Thirst: A Memory Of Being Really, Really Thirsty

Aug 9, 2018

When have you been thirsty? Really thirsty? We’re talking cotton-dry mouth, weak in the knees, with visions of bubbling streams and fountains dancing in your head?

I’ve only been so parched once in my life. The experience keeps me forever grateful for the tasteless and colorless yet vibrant, life-sustaining wonder that is water.

I was a teenager joining my uncle and cousins for the capstone event to our summer of trails. We were hiking King’s Peak, the tallest mountain in Utah that reaches 13,528 feet above sea level. I had packed hiking essentials, including bottled water, enough--I thought--for the day of switchbacks and elevation gain.

Perhaps two-thirds of the way into our ascent, however, my canteen already felt too light and I was withering. We stopped to rest along a smooth, rocky outcrop. My young cousin looked at me.

“I’m thirsty,” he said.

“Mm-hmm,” I responded.

His eager eyes shifted to my canteen hanging on the side of my backpack.
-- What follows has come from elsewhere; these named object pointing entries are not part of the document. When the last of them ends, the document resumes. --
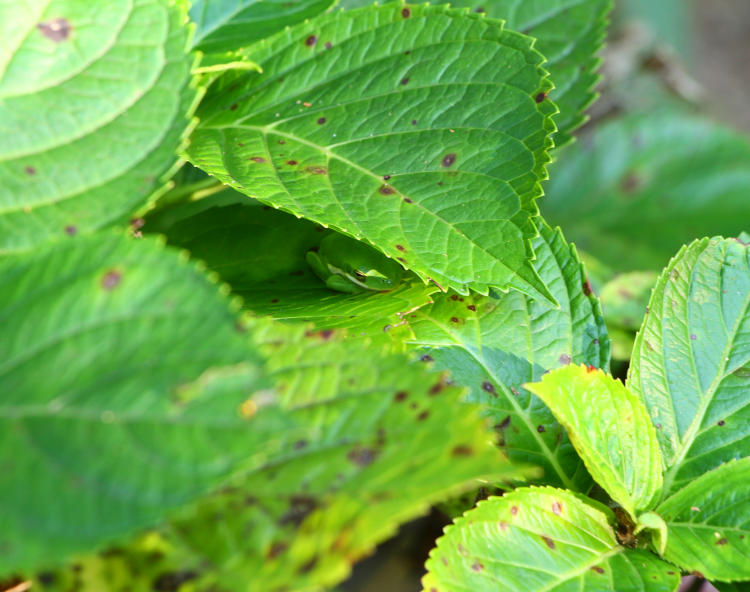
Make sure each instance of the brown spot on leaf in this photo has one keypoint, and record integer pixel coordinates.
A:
(462, 450)
(362, 456)
(300, 506)
(448, 160)
(56, 30)
(549, 541)
(111, 280)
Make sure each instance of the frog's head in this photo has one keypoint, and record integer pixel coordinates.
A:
(347, 265)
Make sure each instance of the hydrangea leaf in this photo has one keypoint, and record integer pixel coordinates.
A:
(81, 79)
(123, 377)
(260, 253)
(540, 539)
(611, 430)
(691, 360)
(373, 445)
(642, 186)
(709, 525)
(495, 344)
(225, 25)
(363, 121)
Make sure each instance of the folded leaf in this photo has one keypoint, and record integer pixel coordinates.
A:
(94, 100)
(380, 122)
(642, 186)
(123, 377)
(495, 344)
(540, 539)
(691, 360)
(611, 431)
(223, 25)
(709, 523)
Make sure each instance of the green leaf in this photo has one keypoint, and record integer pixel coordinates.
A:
(540, 539)
(495, 344)
(374, 446)
(94, 101)
(691, 360)
(709, 523)
(611, 431)
(260, 253)
(122, 376)
(223, 25)
(569, 34)
(642, 186)
(379, 122)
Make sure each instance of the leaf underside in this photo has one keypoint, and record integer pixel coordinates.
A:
(691, 360)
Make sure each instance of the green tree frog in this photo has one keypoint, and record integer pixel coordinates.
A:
(347, 265)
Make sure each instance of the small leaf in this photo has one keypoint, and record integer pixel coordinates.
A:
(610, 430)
(642, 186)
(223, 25)
(495, 344)
(709, 523)
(111, 80)
(540, 539)
(362, 121)
(691, 360)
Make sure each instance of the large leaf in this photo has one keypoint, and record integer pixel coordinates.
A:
(642, 186)
(611, 430)
(260, 253)
(691, 360)
(101, 430)
(223, 25)
(540, 539)
(94, 100)
(419, 129)
(373, 445)
(495, 344)
(709, 523)
(569, 34)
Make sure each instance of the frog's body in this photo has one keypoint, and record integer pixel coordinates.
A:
(347, 265)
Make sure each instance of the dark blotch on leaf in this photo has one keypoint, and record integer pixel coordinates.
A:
(462, 450)
(362, 456)
(111, 279)
(549, 541)
(173, 580)
(448, 160)
(56, 30)
(299, 508)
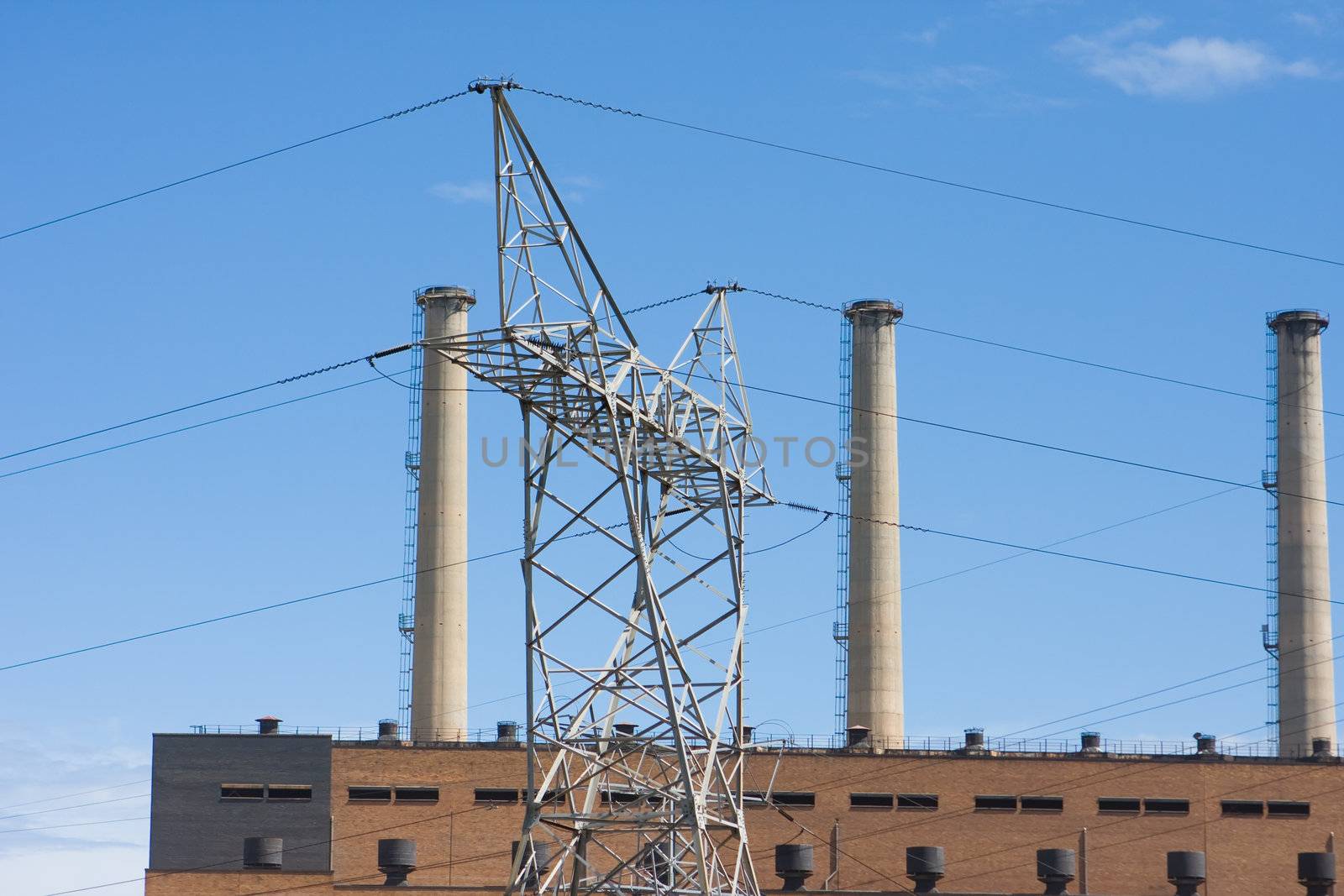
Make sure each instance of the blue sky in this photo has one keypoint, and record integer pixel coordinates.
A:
(1213, 117)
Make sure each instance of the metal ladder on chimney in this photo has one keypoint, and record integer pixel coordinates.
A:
(407, 618)
(1269, 479)
(840, 629)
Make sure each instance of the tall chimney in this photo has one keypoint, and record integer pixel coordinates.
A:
(1305, 671)
(438, 674)
(875, 694)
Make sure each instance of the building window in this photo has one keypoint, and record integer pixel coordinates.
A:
(242, 792)
(417, 794)
(917, 801)
(871, 801)
(496, 795)
(1243, 808)
(1155, 806)
(622, 797)
(796, 799)
(1288, 809)
(1129, 805)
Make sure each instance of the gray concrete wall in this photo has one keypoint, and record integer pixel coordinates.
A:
(1307, 669)
(875, 694)
(438, 674)
(190, 826)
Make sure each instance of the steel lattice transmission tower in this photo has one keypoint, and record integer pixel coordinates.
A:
(633, 654)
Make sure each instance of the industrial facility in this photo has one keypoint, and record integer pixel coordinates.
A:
(638, 768)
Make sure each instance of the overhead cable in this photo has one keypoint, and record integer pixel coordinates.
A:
(984, 191)
(232, 165)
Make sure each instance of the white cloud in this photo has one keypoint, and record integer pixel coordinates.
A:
(1308, 20)
(969, 83)
(931, 81)
(927, 36)
(475, 191)
(1184, 69)
(1324, 20)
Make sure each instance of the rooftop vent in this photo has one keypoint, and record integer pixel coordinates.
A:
(1316, 872)
(927, 866)
(1186, 869)
(396, 860)
(857, 735)
(1055, 868)
(793, 864)
(264, 852)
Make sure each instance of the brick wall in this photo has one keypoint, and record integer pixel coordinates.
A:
(464, 844)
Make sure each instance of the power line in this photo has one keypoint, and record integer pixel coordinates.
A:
(194, 426)
(98, 802)
(237, 164)
(1011, 439)
(82, 793)
(1117, 564)
(984, 191)
(269, 606)
(284, 849)
(188, 407)
(1113, 369)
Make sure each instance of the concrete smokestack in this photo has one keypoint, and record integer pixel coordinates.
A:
(438, 676)
(877, 689)
(1307, 672)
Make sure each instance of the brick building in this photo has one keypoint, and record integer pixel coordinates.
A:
(333, 799)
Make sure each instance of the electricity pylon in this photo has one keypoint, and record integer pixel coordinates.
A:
(633, 651)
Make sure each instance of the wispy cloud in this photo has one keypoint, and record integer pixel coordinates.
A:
(474, 191)
(927, 36)
(1323, 22)
(936, 86)
(1183, 69)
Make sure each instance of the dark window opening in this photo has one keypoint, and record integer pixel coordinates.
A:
(1249, 808)
(800, 799)
(496, 795)
(242, 792)
(871, 801)
(917, 801)
(289, 792)
(1119, 804)
(417, 794)
(620, 797)
(1166, 806)
(1288, 809)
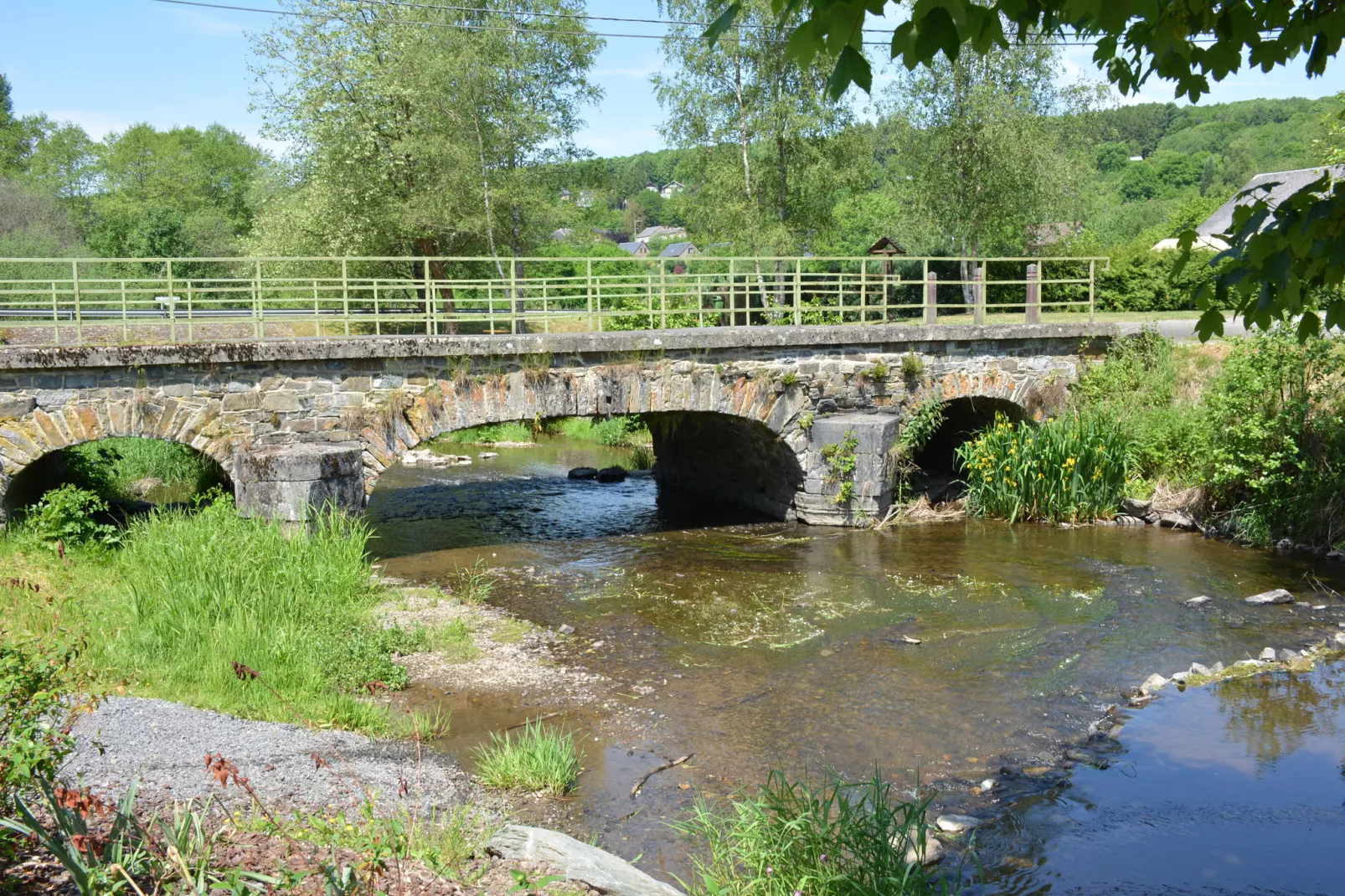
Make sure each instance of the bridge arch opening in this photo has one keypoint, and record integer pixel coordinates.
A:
(132, 474)
(963, 419)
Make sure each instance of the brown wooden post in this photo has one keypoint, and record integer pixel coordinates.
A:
(1033, 295)
(978, 295)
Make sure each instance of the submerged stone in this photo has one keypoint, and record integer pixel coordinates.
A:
(1275, 596)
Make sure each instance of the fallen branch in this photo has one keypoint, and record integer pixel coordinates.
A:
(663, 767)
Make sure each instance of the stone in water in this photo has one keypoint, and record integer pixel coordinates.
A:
(1276, 596)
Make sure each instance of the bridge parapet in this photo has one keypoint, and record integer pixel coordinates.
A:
(386, 396)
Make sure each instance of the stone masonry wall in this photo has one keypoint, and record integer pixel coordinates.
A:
(388, 396)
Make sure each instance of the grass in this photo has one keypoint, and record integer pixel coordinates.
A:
(491, 434)
(190, 595)
(810, 837)
(535, 759)
(1068, 468)
(133, 468)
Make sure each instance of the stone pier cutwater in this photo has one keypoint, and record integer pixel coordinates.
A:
(739, 415)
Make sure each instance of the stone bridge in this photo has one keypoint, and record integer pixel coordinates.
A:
(739, 415)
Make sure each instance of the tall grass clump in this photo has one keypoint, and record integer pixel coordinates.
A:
(819, 838)
(537, 759)
(124, 468)
(491, 434)
(1068, 468)
(209, 590)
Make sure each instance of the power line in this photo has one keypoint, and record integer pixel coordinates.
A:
(559, 15)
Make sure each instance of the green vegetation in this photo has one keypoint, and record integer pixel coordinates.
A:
(803, 837)
(137, 468)
(537, 759)
(219, 611)
(1068, 468)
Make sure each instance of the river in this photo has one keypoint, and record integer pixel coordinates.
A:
(760, 645)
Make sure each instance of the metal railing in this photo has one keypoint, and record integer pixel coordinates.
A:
(182, 301)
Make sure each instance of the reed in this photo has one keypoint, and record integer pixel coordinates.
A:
(1069, 468)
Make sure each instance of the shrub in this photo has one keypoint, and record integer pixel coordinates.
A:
(35, 685)
(535, 759)
(801, 837)
(1068, 468)
(66, 516)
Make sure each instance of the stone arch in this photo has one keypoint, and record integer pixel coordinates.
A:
(962, 419)
(40, 432)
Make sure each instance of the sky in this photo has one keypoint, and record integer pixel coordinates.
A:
(109, 64)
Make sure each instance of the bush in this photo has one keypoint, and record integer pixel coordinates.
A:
(798, 837)
(35, 685)
(1068, 468)
(535, 759)
(66, 516)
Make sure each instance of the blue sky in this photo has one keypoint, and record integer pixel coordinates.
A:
(109, 64)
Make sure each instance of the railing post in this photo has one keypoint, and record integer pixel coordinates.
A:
(173, 311)
(75, 283)
(978, 295)
(344, 295)
(1033, 295)
(931, 283)
(798, 292)
(1092, 281)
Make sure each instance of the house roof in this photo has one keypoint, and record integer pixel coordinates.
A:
(885, 246)
(1286, 184)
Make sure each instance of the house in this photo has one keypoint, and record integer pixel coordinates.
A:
(678, 250)
(659, 232)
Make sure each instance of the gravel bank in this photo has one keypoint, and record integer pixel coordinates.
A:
(164, 745)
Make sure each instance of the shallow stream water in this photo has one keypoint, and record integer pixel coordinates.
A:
(759, 645)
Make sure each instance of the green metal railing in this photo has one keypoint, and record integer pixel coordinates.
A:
(182, 301)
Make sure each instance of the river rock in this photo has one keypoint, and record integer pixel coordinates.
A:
(1274, 596)
(1153, 683)
(952, 824)
(932, 852)
(1136, 507)
(590, 865)
(1178, 519)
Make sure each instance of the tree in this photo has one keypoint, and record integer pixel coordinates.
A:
(985, 159)
(1285, 261)
(765, 133)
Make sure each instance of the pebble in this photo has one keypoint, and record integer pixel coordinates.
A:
(956, 824)
(1275, 596)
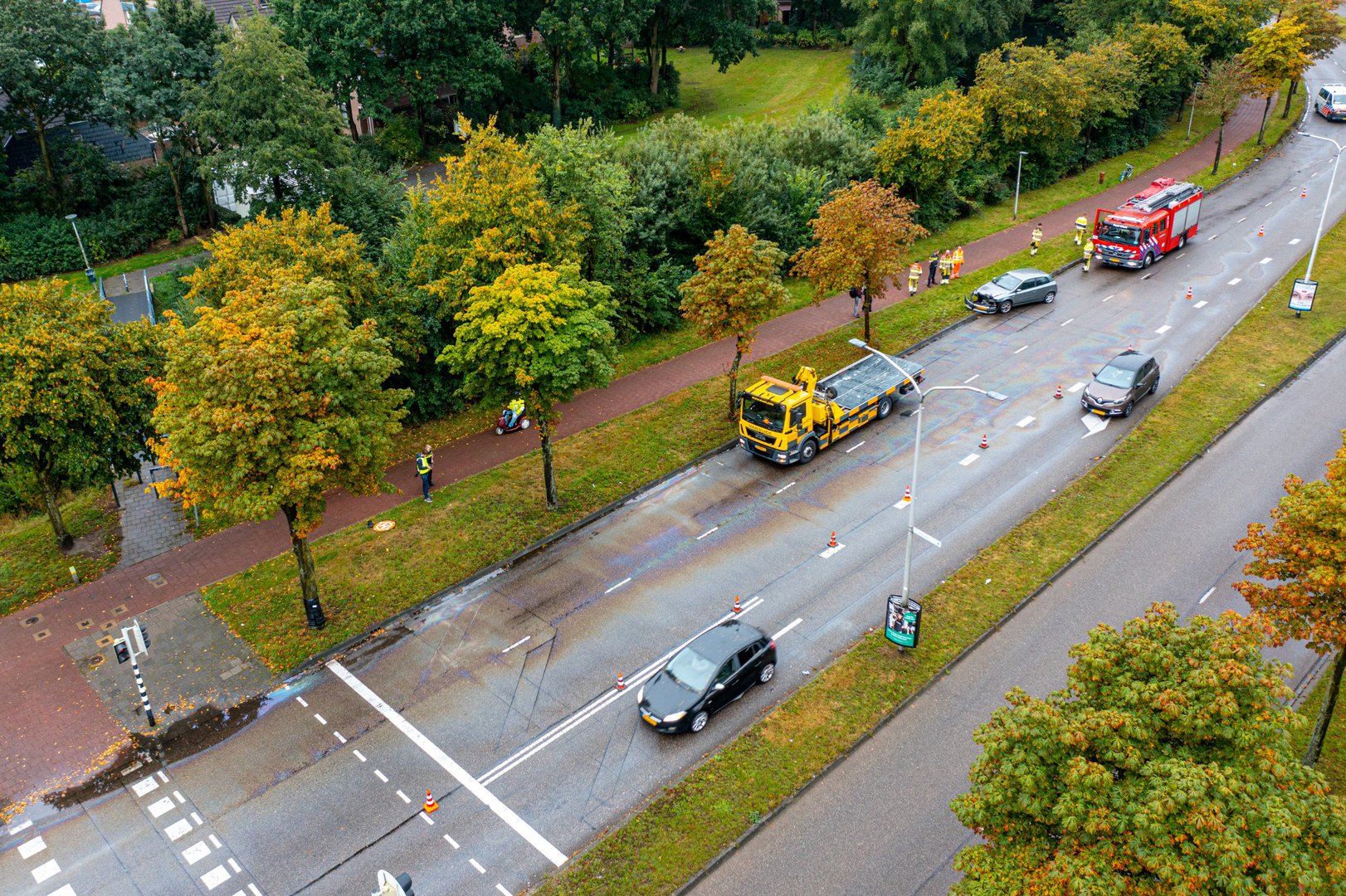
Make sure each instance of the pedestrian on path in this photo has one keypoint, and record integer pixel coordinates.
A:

My eyes stayed locked on him.

“Can I …,” his voice trailed off. Inside, I heaved a sigh and felt a grumble deep in my gut. Just as quickly, I chided myself for being selfish--he’s just a freckle-faced kid who wants a sip of water! Rationing the rest should see me through the end. “Besides,” I reasoned. “It’s only a sip and my uncle has an emergency water purifier.”

I unscrewed the top and handed him my canteen. I still remember the way he lifted the container and threw his head back, holding the rim just above his lips. Then, he guzzled. I felt my temperature rise with each swallow and watched as small rivulets of water escaped the corners of his mouth, trickling down his cheeks. Finally, he stood and handed me the canteen with water dripping from his chin. It was nearly empty.

We continued on our hike, reaching the summit. However, upon the return, I suddenly found myself alone--with an empty canteen. Somehow I had broken off from the group, but I continued on what I thought was the correct trail. Three hours later, with scratches from mountain scrub oak, I finally stumbled across the trailhead, re-joining my family.

I think I was so dehydrated and embarrassed, my brain struggled to catch up. Instead of demanding a drink, I slumped into the back of the mini-van and stared out the window as we drove home. Water beckoned to me from the passing scenery, teasing me as it spouted from sprinklers and rambled along the ditch. I imagined crawling into the gas station to drink right from the bathroom faucet. I needed water! Not syrupy soda or juice, just pure, fresh hydrogen and oxygen molecules combined in just the right way.

I recall that thirsty day on King’s Peak with gratitude. In fact, my kids and I have a tradition of listing things we’re thankful for when we leave our driveway. This morning, I said, “I’m grateful for clean water--right at our fingertips.”

“You said that yesterday!” they moaned.

That’s right. Yesterday and every day.

This is Jenn Ashton for Bread and Butter.